To make sure that the price a consumer pays for food actually covers the cost of production is a pretty radical concept. Just ask a vegetable or a hog farmer if the price they sell their products at covers their costs of production. Chances are, they’ll say no. A farmer who sells hogs or broccoli into the food system is more likely to be a price taker. Because of widespread consolidation in the food industry, farmers have little choice but to take the price being offered by the buyer, regardless of whether or not it covers their costs.

Not so under supply management, which is why the system has helped to support family farmers and the rural communities we depend on for our home-grown food. Bruce Muirhead, a University of Waterloo professor who studies supply management and similar regulatory frameworks around the world, says supply management helps to keep rural communities alive.

“In Canada, the average dairy farm has 77 cows,” says Muirhead. This smaller herd can provide a stable income to support a family—remember, their costs are covered by the price the consumer pays for the product. Compare that to the United States where large industrial farms have herds into the thousands. “If you have one farm with 10,000 cows, it doesn’t contribute to the robustness of rural communities,” he says. Instead, it transforms the countryside into a factory, hollowing out communities and replacing smaller farms with enormous enterprises.

Supply management has also given Canada a high-quality, price stable source of dairy.
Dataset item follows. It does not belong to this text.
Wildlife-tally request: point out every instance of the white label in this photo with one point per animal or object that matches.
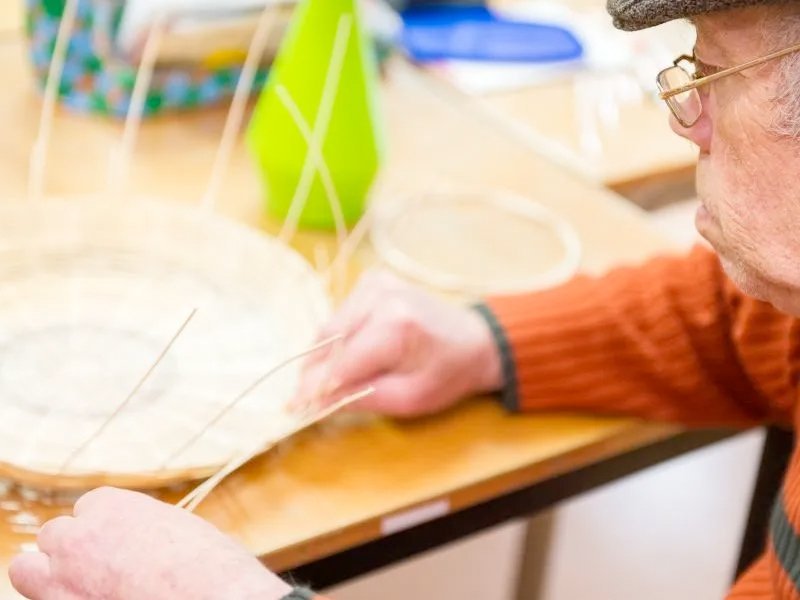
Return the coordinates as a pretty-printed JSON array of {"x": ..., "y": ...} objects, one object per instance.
[{"x": 415, "y": 516}]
In other countries that have eliminated supply management—including New Zealand that is chomping at the bit for us to get rid of ours—prices for dairy are highly volatile, says Muirhead.

One reason our trading partners want us to ditch supply management, so they can sell us milk, is because the global market is saturated.
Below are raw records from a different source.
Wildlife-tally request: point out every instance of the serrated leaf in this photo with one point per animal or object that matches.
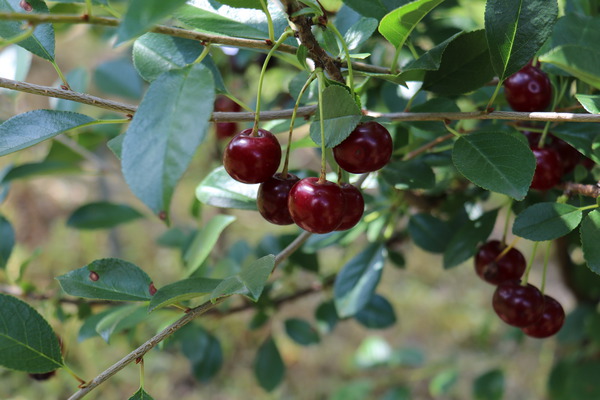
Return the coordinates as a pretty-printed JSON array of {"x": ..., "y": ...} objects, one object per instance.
[
  {"x": 204, "y": 241},
  {"x": 546, "y": 221},
  {"x": 102, "y": 215},
  {"x": 41, "y": 43},
  {"x": 340, "y": 116},
  {"x": 221, "y": 190},
  {"x": 269, "y": 368},
  {"x": 7, "y": 242},
  {"x": 465, "y": 66},
  {"x": 181, "y": 291},
  {"x": 108, "y": 279},
  {"x": 397, "y": 25},
  {"x": 171, "y": 122},
  {"x": 250, "y": 282},
  {"x": 356, "y": 282},
  {"x": 496, "y": 161},
  {"x": 516, "y": 30},
  {"x": 30, "y": 128},
  {"x": 27, "y": 342},
  {"x": 142, "y": 14},
  {"x": 590, "y": 237}
]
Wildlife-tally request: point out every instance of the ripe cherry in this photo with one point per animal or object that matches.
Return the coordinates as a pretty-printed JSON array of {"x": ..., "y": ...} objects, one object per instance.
[
  {"x": 252, "y": 159},
  {"x": 518, "y": 305},
  {"x": 548, "y": 168},
  {"x": 510, "y": 267},
  {"x": 367, "y": 149},
  {"x": 272, "y": 198},
  {"x": 528, "y": 90},
  {"x": 553, "y": 318},
  {"x": 354, "y": 204},
  {"x": 315, "y": 206}
]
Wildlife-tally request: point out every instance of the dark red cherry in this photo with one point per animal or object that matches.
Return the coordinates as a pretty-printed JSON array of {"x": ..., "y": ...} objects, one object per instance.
[
  {"x": 518, "y": 305},
  {"x": 354, "y": 206},
  {"x": 272, "y": 198},
  {"x": 252, "y": 159},
  {"x": 553, "y": 318},
  {"x": 368, "y": 148},
  {"x": 510, "y": 267},
  {"x": 317, "y": 207},
  {"x": 548, "y": 168},
  {"x": 528, "y": 90}
]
Demand for milk is down in China where they are starting their own farms, and Russia is no longer importing milk from  Western Europe. Add to this the European Union’s recent removal of dairy quotas and oversupply in the US and you’ve got a world swimming in surplus milk. The US Dairy Export Council’s August market watch warns that “conditions for U.S. exporters will remain especially challenging.”  In the United States, dairy farming is getting bigger and bigger in an attempt to reach an economy of scale; in that market the price paid isn’t guaranteed to cover costs of production.
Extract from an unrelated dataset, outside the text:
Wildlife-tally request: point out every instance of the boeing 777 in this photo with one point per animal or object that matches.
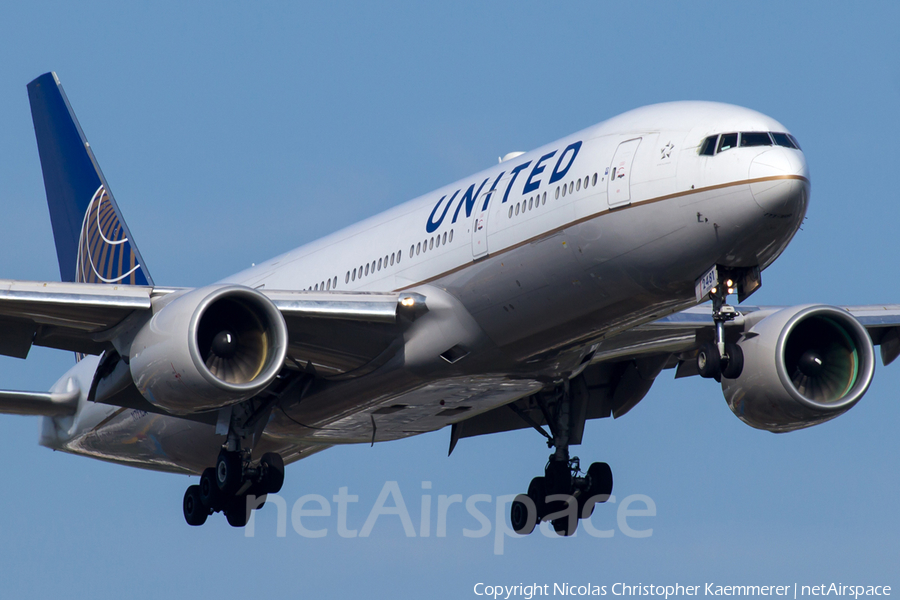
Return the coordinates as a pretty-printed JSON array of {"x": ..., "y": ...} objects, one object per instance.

The Canadian consumer is looking mighty attractive — if they could just get their milk across the border.

The environmental damage associated with large livestock farms is well documented — from manure lagoons seeping into the drinking supply to huge greenhouse gas emissions. A recent New York Times article described communities plagued by health-endangering air pollution.

The reason the sustainable food movement hasn’t come out in defence of supply management is because it isn’t a perfect system. Small, organic farmers can’t get quota to sell more than 100 chickens and a few eggs and it is illegal to sell milk—particularly unpasteurized—outside of the system. But Rod MacRae, associate professor in the faculty of Environmental Sciences at York University and a food policy analyst, says that supply management is in fact a great way to help make a food system more sustainable. “Environmental degradation—this is a symptom of market failure,” he says. “There’s the potential to use the supply management model to seriously encourage sustainable production.”

For those of us who live in the city where the only farms we see are in the bucolic logos on supermarket products, this issue may feel remote, if not irrelevant. But if we want a sustainable food system that supports our rural communities and feeds our cities with the same high quality food we’ve grown used to, then this is an issue Canadians should be paying attention to.

 “If you value rural life in some way. If you get pleasure driving through the countryside and going to farmers’ markets,” says MacRae. “The more we are integrated into the trade deals the more that will deteriorate.”